Oct
Google Page Rank Explained
If you are trying to get a higher search engine ranking, you probably have seen the term “Google Pagerank” or “Google PR”.
Read on for an explanation of what Google Page Rank is and how it affects your search engine rank.
In very simple terms a page rank is an indicator of the quality of a particular page on website. By quality, it is not about the number of links to a certain web page but also other certain criteria that Google will not release.
Google Pagerank is a whole number from 0 – 10, as 10 is the highest quality and 0 is the lowest.
Here is a free tool to check Google page rank on any web page.
When your checking PR, what you will see is for that page only, not the whole site.
You can also download the Google Toolbar.
Once you download, you will see the PR area and if toolbar is gray, that page has no PR.
If your website has pages on it that have a grey toolbar this could mean that
- The page is new and Google does not know about it OR
- The page may contains duplicate content OR
- Your website may have been de-indexed from Google
If the toolbar is white, you have a page rank of zero. A PR 0 is very common for a new website or a new web page.

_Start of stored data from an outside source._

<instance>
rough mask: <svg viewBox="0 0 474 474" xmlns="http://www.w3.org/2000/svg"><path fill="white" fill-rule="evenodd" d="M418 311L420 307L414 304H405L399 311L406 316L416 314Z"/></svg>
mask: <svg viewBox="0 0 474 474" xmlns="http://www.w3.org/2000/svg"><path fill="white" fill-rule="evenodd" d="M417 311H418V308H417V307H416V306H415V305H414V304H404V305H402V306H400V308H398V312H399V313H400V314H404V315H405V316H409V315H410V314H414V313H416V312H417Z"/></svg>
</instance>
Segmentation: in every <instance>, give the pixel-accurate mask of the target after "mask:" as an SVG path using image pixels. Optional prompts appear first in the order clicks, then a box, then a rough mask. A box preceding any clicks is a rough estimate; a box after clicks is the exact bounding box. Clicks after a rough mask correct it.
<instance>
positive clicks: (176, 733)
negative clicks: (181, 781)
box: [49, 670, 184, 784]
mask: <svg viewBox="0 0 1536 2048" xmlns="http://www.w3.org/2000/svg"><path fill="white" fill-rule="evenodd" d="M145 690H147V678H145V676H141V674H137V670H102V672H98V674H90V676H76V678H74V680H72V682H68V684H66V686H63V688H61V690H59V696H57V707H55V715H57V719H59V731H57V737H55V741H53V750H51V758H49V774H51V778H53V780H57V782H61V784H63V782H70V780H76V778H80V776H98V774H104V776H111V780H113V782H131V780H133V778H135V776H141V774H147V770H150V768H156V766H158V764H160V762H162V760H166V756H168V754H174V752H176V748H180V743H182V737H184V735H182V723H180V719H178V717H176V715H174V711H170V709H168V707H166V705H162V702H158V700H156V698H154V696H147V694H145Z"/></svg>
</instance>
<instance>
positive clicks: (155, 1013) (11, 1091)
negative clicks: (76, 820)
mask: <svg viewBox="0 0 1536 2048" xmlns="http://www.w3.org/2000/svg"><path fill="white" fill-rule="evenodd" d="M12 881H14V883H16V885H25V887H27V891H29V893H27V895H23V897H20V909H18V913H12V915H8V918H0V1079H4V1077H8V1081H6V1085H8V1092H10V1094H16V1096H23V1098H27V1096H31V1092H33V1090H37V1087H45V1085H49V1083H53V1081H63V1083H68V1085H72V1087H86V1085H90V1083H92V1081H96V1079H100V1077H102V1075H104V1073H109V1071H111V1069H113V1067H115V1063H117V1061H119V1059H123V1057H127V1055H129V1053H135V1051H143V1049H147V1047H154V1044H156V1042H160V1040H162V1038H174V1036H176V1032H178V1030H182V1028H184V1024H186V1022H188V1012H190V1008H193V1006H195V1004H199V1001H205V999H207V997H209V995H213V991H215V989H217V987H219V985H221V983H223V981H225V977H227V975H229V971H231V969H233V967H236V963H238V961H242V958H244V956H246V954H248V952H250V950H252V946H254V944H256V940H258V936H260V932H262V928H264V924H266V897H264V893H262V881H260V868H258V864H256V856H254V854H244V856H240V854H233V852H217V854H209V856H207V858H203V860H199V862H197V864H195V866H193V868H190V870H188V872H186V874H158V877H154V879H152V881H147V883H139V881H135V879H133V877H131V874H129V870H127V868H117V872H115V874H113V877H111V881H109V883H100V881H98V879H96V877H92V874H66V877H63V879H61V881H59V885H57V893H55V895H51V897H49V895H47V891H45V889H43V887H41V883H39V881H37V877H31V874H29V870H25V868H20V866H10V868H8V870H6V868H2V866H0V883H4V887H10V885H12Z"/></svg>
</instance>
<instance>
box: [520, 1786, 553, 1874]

Google usually updates the page rank on the toolbar every few months so if you have a new website it may take several months for page rank to show on the toolbar.
Google does updating pagerank of sites on an ongoing basis, so the page rank shown on the toolbar is not a true pagerank, it is just a snapshot of your page rank from a given time.
Increase Google Page Rank
To increase your page rank you need high quality backlinks to your web pages.
A backlink is simply an incoming link from another website to your own site.
The best way to get links naturally is by writing good content that other webmasters will want to link to your site.
But most webmasters build backlinks by distributing articles, submitting their website to directories, exchanging links, distributing press releases, commenting on blogs etc. More information on website promotion.
It is not just the number of backlinks that count towards page rank, it’s also the quality of these links.
For example, a link from a PR6 page could increase your chances of getting a higher page rank, more than say, a link from a PR4 page.
The number of links on the page that is linking to you also affects how much page rank is passed on to your web page. A link from a page that has 5 quality links on it is of more value than a link from a page with 40 links on it.
Google Page Rank can play an important part in how a web page is ranked in Google’s search engine results. But, depending on the keyword search terms, I have seen web pages that are PR 1 appear on the first page of SERP (search engine results page) with PR 5 and above sites.
Page rank can be a useful indicator of how popular a web page is, but it is only part of the equation.
So, take note of your website’s page rank, but don’t think that once you get a PR2 or PR 4 you will automatically be in the top pages in the SERP.
It is more important that your traffic is increasing, not your page rank.